Stummvoll: Finanzausschuss beschließt Entlastung von Klein- und Mittelbetrieben

ÖVP-Finanzsprecher: Auch im neuem Bundesbeschaffungsgesetz findet Mittelstand verstärkt Berücksichtigung

Wien (ÖVP-PK) - Mit dem heute im Finanzausschuss behandelten Paket zur weiteren Stärkung der Klein- und Mittelbetriebe wird ein positives Signal für den Mittelstand in Österreich gesetzt.

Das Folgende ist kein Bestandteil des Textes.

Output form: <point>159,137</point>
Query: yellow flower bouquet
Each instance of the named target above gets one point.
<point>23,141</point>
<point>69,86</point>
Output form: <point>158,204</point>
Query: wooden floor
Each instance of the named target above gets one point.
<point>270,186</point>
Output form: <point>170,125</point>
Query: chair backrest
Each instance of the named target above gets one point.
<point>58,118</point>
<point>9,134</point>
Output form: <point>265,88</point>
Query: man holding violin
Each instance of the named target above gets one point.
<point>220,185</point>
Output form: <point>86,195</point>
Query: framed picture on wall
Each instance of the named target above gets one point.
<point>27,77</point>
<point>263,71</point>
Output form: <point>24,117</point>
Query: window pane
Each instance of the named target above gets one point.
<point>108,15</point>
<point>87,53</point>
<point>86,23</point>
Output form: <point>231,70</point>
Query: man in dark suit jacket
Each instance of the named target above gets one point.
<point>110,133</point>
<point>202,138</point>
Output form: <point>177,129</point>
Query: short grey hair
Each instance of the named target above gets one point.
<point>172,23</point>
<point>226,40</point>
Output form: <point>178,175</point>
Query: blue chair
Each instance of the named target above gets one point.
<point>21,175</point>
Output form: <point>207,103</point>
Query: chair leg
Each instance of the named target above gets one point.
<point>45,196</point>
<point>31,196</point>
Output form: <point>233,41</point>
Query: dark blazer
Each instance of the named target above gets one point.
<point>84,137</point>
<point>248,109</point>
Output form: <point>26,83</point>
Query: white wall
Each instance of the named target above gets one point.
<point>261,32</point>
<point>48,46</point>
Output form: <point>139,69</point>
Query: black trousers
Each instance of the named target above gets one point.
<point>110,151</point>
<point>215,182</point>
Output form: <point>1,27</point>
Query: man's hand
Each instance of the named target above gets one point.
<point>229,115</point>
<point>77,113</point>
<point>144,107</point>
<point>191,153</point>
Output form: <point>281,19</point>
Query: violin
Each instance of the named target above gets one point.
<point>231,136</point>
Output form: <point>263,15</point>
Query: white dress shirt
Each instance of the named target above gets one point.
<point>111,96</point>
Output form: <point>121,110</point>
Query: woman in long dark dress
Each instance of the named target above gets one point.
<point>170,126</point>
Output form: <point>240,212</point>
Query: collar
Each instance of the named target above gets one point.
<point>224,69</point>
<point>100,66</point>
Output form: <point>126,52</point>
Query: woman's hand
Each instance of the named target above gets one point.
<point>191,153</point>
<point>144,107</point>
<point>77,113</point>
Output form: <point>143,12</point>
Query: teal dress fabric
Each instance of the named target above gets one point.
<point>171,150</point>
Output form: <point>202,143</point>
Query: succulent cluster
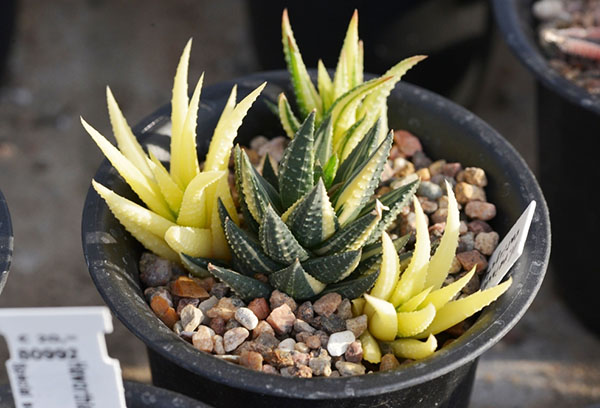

Das KMU-Förderungsgesetz 2006 sichert eine nachhaltige Entlastung der kleineren und mittleren Unternehmen, sagte heute, Mittwoch ÖVP-Finanzsprecher Abg. Dkfm. Dr. Günter Stummvoll anlässlich der Sitzung des Finanzausschusses. ****

Zur Stärkung der über 300.000 Einnahmen-Ausgabenrechner in Österreich, also jener Betriebe, die in Österreich großteils zu den Klein- und Mittelbetrieben gehören, werde ein Freibetrag für investierte Gewinne gewährt. Nachdem bei diesen Unternehmen das Eigenkapital in der Regel nicht bestimmbar ist, soll ein Gewinnanteil von maximal zehn Prozent dann steuerbefreit sein, wenn dieser Betrag in begünstigtes Anlagevermögen investiert wird. Weiters würden diese Unternehmer noch einmal begünstigt, führte Stummvoll aus: Auch die Umsatzsteuergrenze wird von derzeit 22.000 auf 30.000 Euro erhöht. Ein Abänderungsantrag sieht zudem vor, dass Verluste, die in den vorangegangenen drei Wirtschaftsjahren entstanden sind, ausgleichsfähig sind.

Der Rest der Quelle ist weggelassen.